Les éléments de pression, actuels et anticipés, qui influencent le réseau de santé et des services sociaux du Nord-du-Québec :

• La décroissance continue de la population jamésienne, mais qui pourrait rapidement être renversée par une arrivée massive de travailleurs masculins.

• Une croissance importante des aînés ainsi que le soutien social nécessaire à leur santé puisque de plus en plus de personnes âgées vivent seules.

• Malgré certaines améliorations au cours des dernières années, les Jamésiens sont encore nombreux à ne pas avoir adopté de saines habitudes de vie, notamment le tabagisme élevé et la faible consommation de légumes et de fruits.

• Certains comportements défavorables à la santé tels que la consommation excessive d'alcool et de drogues, et ce, autant chez les jeunes que les adultes, pourraient avoir des conséquences pendant de nombreuses années.

• La progression des cancers inquiète : les données de prévalence, d'hospitalisations et de mortalité sont élevées.

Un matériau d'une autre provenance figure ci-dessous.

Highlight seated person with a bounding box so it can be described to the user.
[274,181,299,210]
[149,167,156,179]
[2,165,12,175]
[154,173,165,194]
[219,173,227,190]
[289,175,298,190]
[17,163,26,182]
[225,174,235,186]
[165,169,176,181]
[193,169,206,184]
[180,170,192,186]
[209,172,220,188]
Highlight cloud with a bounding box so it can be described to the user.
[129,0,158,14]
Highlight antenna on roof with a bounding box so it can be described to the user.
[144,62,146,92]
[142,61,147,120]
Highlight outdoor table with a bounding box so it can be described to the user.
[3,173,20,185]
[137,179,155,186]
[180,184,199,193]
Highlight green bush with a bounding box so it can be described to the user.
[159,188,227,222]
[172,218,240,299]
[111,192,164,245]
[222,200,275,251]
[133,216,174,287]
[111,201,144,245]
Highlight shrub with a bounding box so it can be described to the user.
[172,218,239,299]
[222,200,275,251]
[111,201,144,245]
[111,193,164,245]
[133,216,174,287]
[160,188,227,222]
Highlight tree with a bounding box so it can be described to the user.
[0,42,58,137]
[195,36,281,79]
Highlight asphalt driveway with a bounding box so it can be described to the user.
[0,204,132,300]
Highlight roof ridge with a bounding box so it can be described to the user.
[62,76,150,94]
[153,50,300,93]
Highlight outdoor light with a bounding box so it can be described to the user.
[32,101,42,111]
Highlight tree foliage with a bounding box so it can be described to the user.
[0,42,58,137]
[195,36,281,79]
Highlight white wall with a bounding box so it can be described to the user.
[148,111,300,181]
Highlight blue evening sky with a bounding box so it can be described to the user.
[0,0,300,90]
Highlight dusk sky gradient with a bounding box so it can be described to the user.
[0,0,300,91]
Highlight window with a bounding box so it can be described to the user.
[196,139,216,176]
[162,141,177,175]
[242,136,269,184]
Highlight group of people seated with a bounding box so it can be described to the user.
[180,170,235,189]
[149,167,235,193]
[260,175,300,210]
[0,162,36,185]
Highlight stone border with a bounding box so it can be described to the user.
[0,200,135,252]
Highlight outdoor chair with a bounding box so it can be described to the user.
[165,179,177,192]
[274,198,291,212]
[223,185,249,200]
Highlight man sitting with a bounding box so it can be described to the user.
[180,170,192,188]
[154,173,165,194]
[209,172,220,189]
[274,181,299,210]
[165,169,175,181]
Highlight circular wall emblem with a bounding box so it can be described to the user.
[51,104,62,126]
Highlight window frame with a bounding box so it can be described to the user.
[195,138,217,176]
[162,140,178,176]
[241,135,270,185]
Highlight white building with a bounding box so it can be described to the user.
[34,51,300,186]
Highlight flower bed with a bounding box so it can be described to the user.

• La proportion de personnes affectées par un surplus de poids, facteur de risque important à plusieurs maladies chroniques, montre une tendance à la hausse depuis une dizaine d'années.

• Beaucoup de travailleurs sont exposés à des risques pouvant affecter leur santé physique et une prévalence plus élevée de troubles musculosquelettiques liés au travail.


La population jamésienne se démarque quant à :

• L'espérance de vie et l'espérance de vie en bonne santé se sont prolongées dans la région.

• La situation socioéconomique dans la région semble favorable à l'égard de l'emploi et du revenu et conséquemment, moins de Jamésiens vivent avec des revenus insuffisants. Cependant, le fait qu'il y ait peu de personnes précaires économiquement ne signifie pas qu'il n'en ait pas. Les problèmes de santé et les habitudes de vie néfastes sont généralement plus répandus auprès de ce groupe.

• La qualité des liens entretenus, la participation sociale et la diversité de l'aide rendent l'environnement propice, voire protecteur, à la santé et au bien-être d'une majorité de Jamésiens.

• La perception très positive de l'état de santé physique et mentale et le faible niveau de détresse psychologique.